蘇漁的嘴脣抖得厲害。她想點頭,可脖子僵硬得像生鏽的軸承;想說話,可聲帶彷彿被蜜糖封住。她只能死死盯着唐宋的眼睛——那裏面沒有俯視,沒有施捨,只有一種穿越漫長光陰後,終於抵達彼岸的疲憊與釋然。
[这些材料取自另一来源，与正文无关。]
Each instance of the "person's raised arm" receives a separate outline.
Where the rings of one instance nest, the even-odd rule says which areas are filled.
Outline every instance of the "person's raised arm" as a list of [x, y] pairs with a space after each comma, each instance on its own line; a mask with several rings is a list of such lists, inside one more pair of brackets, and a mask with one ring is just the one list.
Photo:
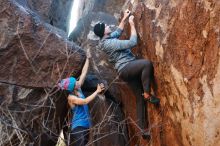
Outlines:
[[87, 49], [86, 62], [84, 64], [84, 66], [83, 66], [82, 73], [81, 73], [81, 75], [79, 77], [79, 84], [80, 84], [80, 86], [82, 86], [84, 81], [85, 81], [86, 74], [87, 74], [88, 69], [89, 69], [89, 58], [90, 57], [91, 57], [90, 49]]
[[118, 26], [118, 28], [120, 28], [121, 30], [124, 29], [125, 20], [129, 17], [130, 13], [131, 12], [128, 9], [124, 12], [124, 16], [123, 16], [123, 18], [122, 18], [122, 20], [121, 20], [121, 22], [119, 23], [119, 26]]
[[135, 29], [135, 25], [134, 25], [134, 16], [131, 15], [129, 17], [129, 23], [130, 23], [130, 27], [131, 27], [131, 36], [137, 36], [137, 32]]
[[97, 96], [97, 94], [101, 93], [103, 90], [105, 90], [105, 87], [104, 87], [104, 84], [101, 83], [101, 84], [97, 85], [96, 91], [92, 95], [86, 97], [85, 99], [78, 98], [75, 95], [69, 95], [68, 96], [68, 101], [70, 101], [70, 103], [72, 105], [74, 105], [74, 104], [77, 104], [77, 105], [88, 104], [89, 102], [91, 102]]

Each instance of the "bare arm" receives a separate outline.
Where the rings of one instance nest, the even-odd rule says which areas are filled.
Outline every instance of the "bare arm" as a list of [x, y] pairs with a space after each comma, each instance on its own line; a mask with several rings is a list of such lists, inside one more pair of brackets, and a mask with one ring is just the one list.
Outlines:
[[105, 87], [103, 84], [98, 84], [97, 85], [97, 90], [90, 96], [86, 97], [85, 99], [83, 98], [78, 98], [75, 95], [69, 95], [68, 96], [68, 102], [70, 105], [84, 105], [84, 104], [88, 104], [89, 102], [91, 102], [93, 99], [95, 99], [95, 97], [97, 96], [97, 94], [99, 94], [100, 92], [102, 92], [103, 90], [105, 90]]
[[87, 50], [87, 57], [86, 57], [86, 62], [83, 66], [83, 69], [82, 69], [82, 73], [79, 77], [79, 84], [80, 86], [83, 85], [84, 81], [85, 81], [85, 78], [86, 78], [86, 74], [88, 72], [88, 69], [89, 69], [89, 58], [91, 57], [91, 54], [90, 54], [90, 50], [88, 49]]

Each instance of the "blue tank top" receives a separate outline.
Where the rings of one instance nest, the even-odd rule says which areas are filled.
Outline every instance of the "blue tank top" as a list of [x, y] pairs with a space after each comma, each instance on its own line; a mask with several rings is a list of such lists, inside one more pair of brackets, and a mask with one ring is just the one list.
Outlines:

就像兩個在迷霧森林裏各自跋涉多年的人,突然發現彼此手裏的地圖,邊角磨損的位置、摺痕的方向、甚至墨水暈染的走向,都驚人地一致。
“你……”她終於發出聲音,嘶啞得不像自己的,“你和張妍……”
“我們認識二十三年。”唐宋打斷她,語氣平和得像在說天氣,“幼兒園同班,小學隔壁,初中同校不同班,高中她跳級,我留級一年——就爲了追上她的時間表。”她頓了頓,笑意浮起,“高三畢業典禮後,我在禮堂後臺攔住她,說‘以後別叫我唐宋,叫我阿宋’。她笑着答應了。結果第二天,她就跟着歐陽家的飛機去了瑞士,十年沒回來。”
蘇漁的呼吸停了一瞬。
“溫軟說你總在修改《單車後座》最後一段。”唐宋忽然換了個話題,手指點了點那個攤開的歌詞本,“原稿結尾是‘我始終沒騎上去’。後來改成‘我始終沒騎上去,但我的影子,每天都在他車輪輻條裏轉三萬六千圈’。”
蘇漁的臉瞬間燒起來。
“再後來,你刪掉了所有比喻,只留下一句:‘我數過,他車後座的螺絲釘,一共十二顆。’”
蘇漁猛地捂住嘴,肩膀劇烈地聳動起來。
唐宋傾身向前,額頭再次輕輕抵住她的額頭。這一次,蘇漁沒躲。
“現在,我把它改成了最後一句。”唐宋的聲音貼着她的皮膚傳來,溫熱而篤定,“‘我數過,他車後座的螺絲釘,一共十二顆。而今天,我握住了他遞來的鑰匙。’”
鑰匙。
蘇漁渾身一震。
唐宋鬆開額頭,從長裙側袋裏取出一枚小巧的金屬物件——銀色,略帶磨砂質感,頂端雕着一朵極簡的鳶尾花,與她耳垂上的鑽石耳釘遙相呼應。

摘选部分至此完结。